Lima, 17 de julio de 2005

 
   
 

“Quien sigue a Cristo
no cae en apetitos desordenados”,
enfatiza Obispo Auxiliar

“Hay una justicia divina ante la que nadie va a escapar, por ello tengamos la firme esperanza de que el mal y la corrupción no quedarán impunes”, dijo Monseñor José Antonio Eguren Anselmi, en la Santa Misa dominical.

Un mensaje alentando a los fieles a que no se dejen vencer por el mal, pues al final de los tiempos la justicia divina se encargará de llevar al reino de los cielos a los buenos, dio el Obispo Auxiliar de Lima, Monseñor José Antonio Eguren Anselmi en la Santa Misa.

Durante la homilía pronunciada en la Basílica Catedral de Lima, destacó las enseñanzas del evangelio del día, resumidas en las parábolas de la cizaña, del grano de mostaza y de la levadura..

Del grano de mostaza, dijo que en éste se encuentra el origen de la Iglesia, que ha caído en tierra firme y se ha extendido a todo el mundo, a través de la proclamación del evangelio.

“Más de mil 200 millones de hombres y mujeres hoy profesan la fe en Jesucristo, y por el bautismo se han incorporado a Jesús y son miembros de su Iglesia: la católica”, dijo.

Pero también señaló que pese a ello, el tercer milenio nos llama a asumir el reto de la nueva evangelización, y a remar mar adentro dejando de lado triunfalismos.

“Sí, son muchos los que creen, pero también son muchos más los que están necesitados que con el ejemplo y con la palabra valiente les proclamemos a Cristo como único salvador, como el camino, la verdad y la vida”, enfatizó.

Seamos levadura

Al referirse al último relato, de la levadura que en pequeña medida levanta la masa, dijo que los cristianos debemos ser para el mundo como esa levadura, para que la masa social no se desmorone, siempre siendo coherentes con el ejemplo de vida cristiana.
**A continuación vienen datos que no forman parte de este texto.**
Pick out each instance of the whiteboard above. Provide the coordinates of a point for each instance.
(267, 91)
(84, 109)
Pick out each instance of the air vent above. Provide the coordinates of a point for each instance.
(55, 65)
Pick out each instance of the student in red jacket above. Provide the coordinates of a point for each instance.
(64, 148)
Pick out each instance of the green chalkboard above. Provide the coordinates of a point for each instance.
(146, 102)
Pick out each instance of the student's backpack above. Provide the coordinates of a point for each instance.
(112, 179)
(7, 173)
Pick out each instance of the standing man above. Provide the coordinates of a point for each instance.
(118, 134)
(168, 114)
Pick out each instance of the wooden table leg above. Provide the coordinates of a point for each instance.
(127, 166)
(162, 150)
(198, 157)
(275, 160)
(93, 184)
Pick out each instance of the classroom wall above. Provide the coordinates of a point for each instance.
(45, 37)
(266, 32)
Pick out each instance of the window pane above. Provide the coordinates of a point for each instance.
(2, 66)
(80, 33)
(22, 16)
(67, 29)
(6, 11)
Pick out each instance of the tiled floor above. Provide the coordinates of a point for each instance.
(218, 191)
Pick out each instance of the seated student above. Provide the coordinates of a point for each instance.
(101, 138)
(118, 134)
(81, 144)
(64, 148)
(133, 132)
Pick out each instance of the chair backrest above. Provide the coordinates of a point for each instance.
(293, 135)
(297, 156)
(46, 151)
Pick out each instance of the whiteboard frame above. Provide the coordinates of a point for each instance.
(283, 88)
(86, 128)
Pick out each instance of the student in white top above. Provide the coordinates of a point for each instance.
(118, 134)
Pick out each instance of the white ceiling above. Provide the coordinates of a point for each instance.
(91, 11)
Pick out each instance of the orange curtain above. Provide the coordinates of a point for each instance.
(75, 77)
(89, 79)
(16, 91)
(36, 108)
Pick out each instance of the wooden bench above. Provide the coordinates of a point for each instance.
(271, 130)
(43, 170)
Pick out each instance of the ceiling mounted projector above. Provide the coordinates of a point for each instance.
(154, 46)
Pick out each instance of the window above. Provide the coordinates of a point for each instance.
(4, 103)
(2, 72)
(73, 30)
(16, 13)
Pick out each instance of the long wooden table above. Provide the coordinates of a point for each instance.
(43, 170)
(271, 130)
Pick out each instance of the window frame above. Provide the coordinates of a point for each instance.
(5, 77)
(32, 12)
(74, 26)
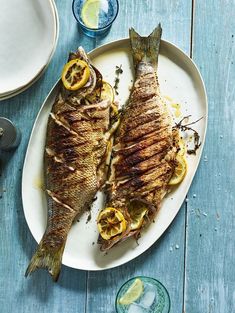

“Seamos fieles al Evangelio, al mensaje cristiano, a la enseñanza de la Iglesia, aún cuando esto suponga ser signo de contradicción e ir contra la corriente, y nos acarree la oposición, la burla o la persecución de parte de los demás”, expresó.

Al referirse a este tema pidió tener cuidado frente a esta realidad, para “que no caigamos ante las novedades y corrientes de modas de hoy, porque vivimos tiempos de mucha confusión, en la época de la dictadura del relativismo, como la ha llamado Benedicto XVI”.

No dejemos avanzar al mal

Finalmente, sobre la primera parábola, la más extensa en el relato, referida al trigo y la cizaña dijo que el campo es el mundo. “Dios ha sembrado semillas buenas pero ha habido alguien, el maligno, que quiere expropiar este mundo sembrando el mal”.

Citó como una enseñanza, que el bien y el mal siempre convivirán pero será al final de los tiempos cuando el Señor separará a los escogidos que irán al reino de los cielos.

“Dejemos el juicio a Dios, que al final de los tiempos él sea quien traiga la absoluta victoria de su reino sobre el mal y separe el trigo de la cizaña”, mencionó.

Terminó su mensaje, mencionando otra enseñanza que involucra a los católicos. “El mal avanza porque nos dormimos y lo dejamos avanzar con nuestros pecados y omisión, nuestras flojeras, nuestra cobardía, temores y miedos. Son tiempos para saber llamar a las cosas por su nombre, y oponerse al mal no permitiéndolo”, concluyó.